Thursday, December 14, 2006

Jefferson, Danbury Baptist Association

SOURCE TEXT

‘Believing with you that religion is a matter which lies solely between man and his God, that he owes account to none other for his faith or his worship, that the legislative powers of government reach actions only, and not opinions, I contemplate with sovereign reverence that act of the whole American people which declared that their legislature should “make no law respecting an establishment of religion, or prohibiting the free exercise thereof,” thus building a wall of separation between church and State.’

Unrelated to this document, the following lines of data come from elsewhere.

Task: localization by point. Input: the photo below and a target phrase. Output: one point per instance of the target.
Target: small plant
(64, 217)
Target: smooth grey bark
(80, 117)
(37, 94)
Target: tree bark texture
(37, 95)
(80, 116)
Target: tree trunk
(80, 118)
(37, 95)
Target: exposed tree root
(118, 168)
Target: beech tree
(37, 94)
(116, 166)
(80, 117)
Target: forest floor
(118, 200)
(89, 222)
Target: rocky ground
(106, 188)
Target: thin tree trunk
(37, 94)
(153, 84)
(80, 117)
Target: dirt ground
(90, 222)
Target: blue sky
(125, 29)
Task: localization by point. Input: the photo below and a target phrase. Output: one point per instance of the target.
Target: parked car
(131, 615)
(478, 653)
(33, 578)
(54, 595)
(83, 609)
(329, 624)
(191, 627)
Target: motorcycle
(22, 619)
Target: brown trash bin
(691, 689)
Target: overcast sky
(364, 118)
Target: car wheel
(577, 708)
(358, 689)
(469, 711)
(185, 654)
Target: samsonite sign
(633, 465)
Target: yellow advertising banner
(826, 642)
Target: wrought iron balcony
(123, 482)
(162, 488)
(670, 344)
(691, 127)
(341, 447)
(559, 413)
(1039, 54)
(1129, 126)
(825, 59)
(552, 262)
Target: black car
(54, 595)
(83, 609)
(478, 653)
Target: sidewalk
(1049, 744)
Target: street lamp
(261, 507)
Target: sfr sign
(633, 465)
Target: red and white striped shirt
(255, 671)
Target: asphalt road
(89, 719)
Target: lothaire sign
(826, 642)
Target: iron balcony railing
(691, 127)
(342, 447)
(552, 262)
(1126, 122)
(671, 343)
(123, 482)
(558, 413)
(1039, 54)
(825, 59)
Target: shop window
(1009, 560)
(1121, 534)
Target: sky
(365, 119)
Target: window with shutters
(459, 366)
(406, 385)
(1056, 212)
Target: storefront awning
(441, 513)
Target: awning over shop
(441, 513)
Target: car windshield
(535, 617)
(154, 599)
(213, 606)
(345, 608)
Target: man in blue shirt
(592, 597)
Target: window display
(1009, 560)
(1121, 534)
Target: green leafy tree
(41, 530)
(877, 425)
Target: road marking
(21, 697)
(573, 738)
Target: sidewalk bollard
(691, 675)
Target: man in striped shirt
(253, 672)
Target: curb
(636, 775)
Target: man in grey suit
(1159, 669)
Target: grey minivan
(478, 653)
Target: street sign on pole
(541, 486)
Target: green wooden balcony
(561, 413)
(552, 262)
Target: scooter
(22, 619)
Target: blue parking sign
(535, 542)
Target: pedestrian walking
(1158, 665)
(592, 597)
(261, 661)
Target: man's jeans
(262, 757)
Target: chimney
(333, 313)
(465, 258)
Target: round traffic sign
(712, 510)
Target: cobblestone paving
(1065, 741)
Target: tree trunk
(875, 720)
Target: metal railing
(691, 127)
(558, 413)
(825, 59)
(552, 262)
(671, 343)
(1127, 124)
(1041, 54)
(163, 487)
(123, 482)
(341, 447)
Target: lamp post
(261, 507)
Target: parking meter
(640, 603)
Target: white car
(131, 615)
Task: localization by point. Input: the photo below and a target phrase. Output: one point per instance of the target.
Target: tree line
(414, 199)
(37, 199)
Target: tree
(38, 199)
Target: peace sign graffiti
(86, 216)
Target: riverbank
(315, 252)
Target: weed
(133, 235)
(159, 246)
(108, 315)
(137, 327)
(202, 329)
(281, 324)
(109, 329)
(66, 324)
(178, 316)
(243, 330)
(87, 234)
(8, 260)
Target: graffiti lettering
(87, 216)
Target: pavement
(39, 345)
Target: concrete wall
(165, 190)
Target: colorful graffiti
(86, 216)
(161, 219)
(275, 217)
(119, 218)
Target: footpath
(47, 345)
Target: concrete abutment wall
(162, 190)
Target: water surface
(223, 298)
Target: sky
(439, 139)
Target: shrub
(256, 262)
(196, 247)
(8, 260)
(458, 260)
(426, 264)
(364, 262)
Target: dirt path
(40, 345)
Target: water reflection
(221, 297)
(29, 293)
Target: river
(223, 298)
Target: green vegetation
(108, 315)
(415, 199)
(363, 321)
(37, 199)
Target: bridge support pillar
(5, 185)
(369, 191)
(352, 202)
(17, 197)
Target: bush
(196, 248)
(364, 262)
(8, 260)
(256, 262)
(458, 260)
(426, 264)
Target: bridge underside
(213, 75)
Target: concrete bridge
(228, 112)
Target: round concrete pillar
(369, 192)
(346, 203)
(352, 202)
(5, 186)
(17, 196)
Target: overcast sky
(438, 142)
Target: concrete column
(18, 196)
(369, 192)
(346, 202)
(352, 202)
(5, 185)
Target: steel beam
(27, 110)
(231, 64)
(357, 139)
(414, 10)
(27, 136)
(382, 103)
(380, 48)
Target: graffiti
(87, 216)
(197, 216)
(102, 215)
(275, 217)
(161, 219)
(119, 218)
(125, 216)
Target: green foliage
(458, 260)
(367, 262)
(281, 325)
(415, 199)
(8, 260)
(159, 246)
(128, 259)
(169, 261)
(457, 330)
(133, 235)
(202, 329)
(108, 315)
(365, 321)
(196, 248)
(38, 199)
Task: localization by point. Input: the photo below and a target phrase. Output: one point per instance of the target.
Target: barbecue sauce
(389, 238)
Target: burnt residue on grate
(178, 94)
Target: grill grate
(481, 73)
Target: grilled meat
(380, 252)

—Thomas Jefferson. Letter to Messrs. Nehemiah Dodge and others, a Committee of the Danbury Baptist Association, in the State of Connecticut. (1802)

COMMENT

The General Baptists and other denominations springing from the tradition begun by the radical reformers of middle Europe--a movement whose members held, on theological and practical grounds, a special aversion to political involvement—brought their axiomatic understanding of the elements of Christian life with them to the English Colonies in the New World. For these heirs of Manz, Hus, Simmons, et al, seeking favor from the state, whether represented by king, duke, Holy Roman Emperor, or even an elected body, would have violated fundamental tenets. That other denominations of Anglican, Calvinist, and Roman origins had no such historical aversion to formal establishment or political favor gave minority religionists cause for considerable concern in the early days of the republic. Indeed, the individual colonies themselves were not above granting special status to one denomination or another. Under Jefferson’s leadership, first Virginia and then the US, through the Establishment Clause found in the First Amendment to the Constitution, erected the “wall of separation” to which Jefferson refers in the above excerpt. Ironic that this wall has been under mounting attack from some members of the sectarian quarter whose paths were made safer by Jefferson’s Constitutional Wall.